As a free market advocate, I believe the American economic system, with its bottom-up property and individual rights foundation, is superior to that of the top-down much more centralized Chinese system. But there are 1.4 billion Chinese, only 335 million Americans. As I argued in my last blog, the Chinese are hardworking and, if global IQ comparisons have any meaning, are a nation of bright people. They are obsessed with tech. And they are used to centralized rule going back thousands of years. All this may be an offset to a suboptimal state-directed economic system.

Forecasts sometimes seen in the US that China will collapse under Trump punishments are nonsense. Even if its economic system is suboptimal, sooner or later China will assume the number one global position (though not in income per capita) no matter what Trump and Navarro do. Navarro and his ilk are bound to fail. But they will sow a great deal of unnecessary bitterness along the way.
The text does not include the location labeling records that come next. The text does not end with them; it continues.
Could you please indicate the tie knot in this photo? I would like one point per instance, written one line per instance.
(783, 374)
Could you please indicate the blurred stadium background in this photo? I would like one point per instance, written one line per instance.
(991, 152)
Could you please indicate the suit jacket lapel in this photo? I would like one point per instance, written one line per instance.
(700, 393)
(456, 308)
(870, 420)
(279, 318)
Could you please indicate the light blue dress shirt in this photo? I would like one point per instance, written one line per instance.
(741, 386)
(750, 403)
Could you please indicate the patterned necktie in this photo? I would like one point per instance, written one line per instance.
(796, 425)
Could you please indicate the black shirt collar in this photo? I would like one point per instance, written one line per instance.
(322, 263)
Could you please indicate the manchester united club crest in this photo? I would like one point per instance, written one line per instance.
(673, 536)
And make a necessary US-Chinese military rapprochement more difficult to achieve.

Technology Is Liberating

Although this once popular view has now been classified as naïve, I still adhere to the concept that technology is overall a liberating force in society. This is true for example in China even if it controls technology in ways not acceptable in the West. Bans on technology exports to China and attempts to technologically isolate China are a mistake.

Technology is driving the 21st-century economy. An interesting article worth reading is China’s Future Is South Korea’s Present, Why Liberalization Will Follow Stagnation by Hahm Chaibong in September/October’s Foreign Affairs. The title of this article speaks for itself. China will eventually move to a more liberalized regime as it becomes more prosperous. I believe technology will play a key role. Yes, the process could take decades. America should be patient, not angry, and not try to isolate China.